St. Barbara: Decapitation of Barbara
Border: Barbara Before Her Tower

Hours of Henry VIII, in Latin
Illuminated by Jean Poyer

France, Tours
ca. 1500
256 x 180 mm

The Dannie and Hettie Heineman Collection; deposited in 1962, given in 1977

MS H.8 (fol. 190v)
Item description: 

Illuminated around 1500 by the artist Jean Poyer, The Hours of Henry VIII receives its name from the possible but unproven eighteenth-century tradition that holds King Henry of England once owned this splendid manuscript. By following the simple instructions, you can explore every painting of this Renaissance masterpiece and learn how Books of Hours helped their readers to pray.

Books of Hours contain more or less standard texts—Calendar, Gospel Lessons, Hours of the Virgin, Hours of the Cross, Hours of the Holy Spirit, Penitential Psalms with Litany, Office of the Dead, and Suffrages—as well as a number of common accessory prayers. Based on the frequency and variety of added devotions, it appears that scribes included these for owners who wished to personalize their prayer books.

Page description: 

St. Barbara: Decapitation of Barbara
Border: Barbara Before Her Tower (fol. 190v)

Legend has it that Barbara was the daughter of an Eastern governor, Dioscurus of Heliopolis, who imprisoned her in a two-windowed tower so that no man could see her. Seeking religious fulfillment she wrote to the Church father Origen (ca. 185–ca. 254), who sent his disciple Valentine to instruct her. Disguised as her doctor, he gained access to the tower and eventually baptized her.

Poyer depicted the two shepherds who saw Barbara fly up to a mountain, where they kept their sheep, and betrayed her. At their feet, their flock of sheep, through divine retribution, were transformed into insects. (Feast day: formerly December 4)

Dioscurus handed his daughter over to the Proconsul Marcian for torture, but she steadfastly refused to renounce Christianity. Out of anger and frustration, the governor dragged his daughter by the hair to the mountaintop and cut off her head.

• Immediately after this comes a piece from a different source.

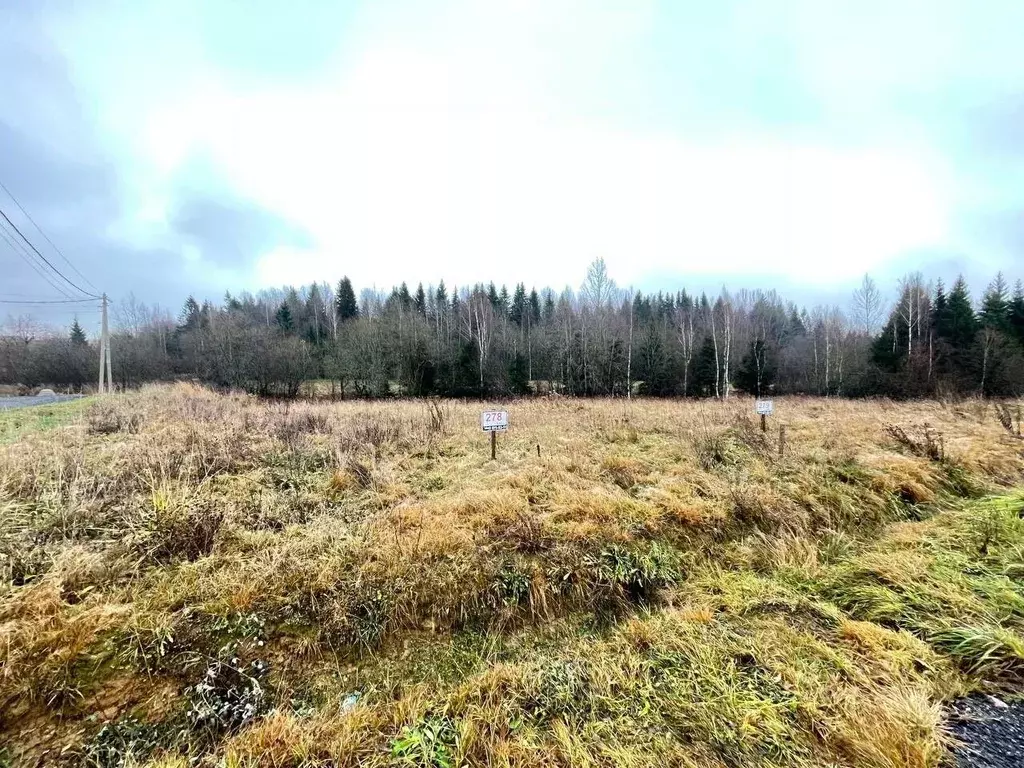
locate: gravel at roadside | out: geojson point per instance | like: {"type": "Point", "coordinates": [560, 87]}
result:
{"type": "Point", "coordinates": [990, 732]}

When her father was away on a trip, Barbara had workmen add a third window—in honor of the Trinity—in her tower. Upon his return, she told her father that the three windows symbolized the Father, Son, and Holy Spirit, who had illuminated her. Furious, Dioscurus forced her to take refuge at the top of her tower, from which angels carried her away to a secret hiding place.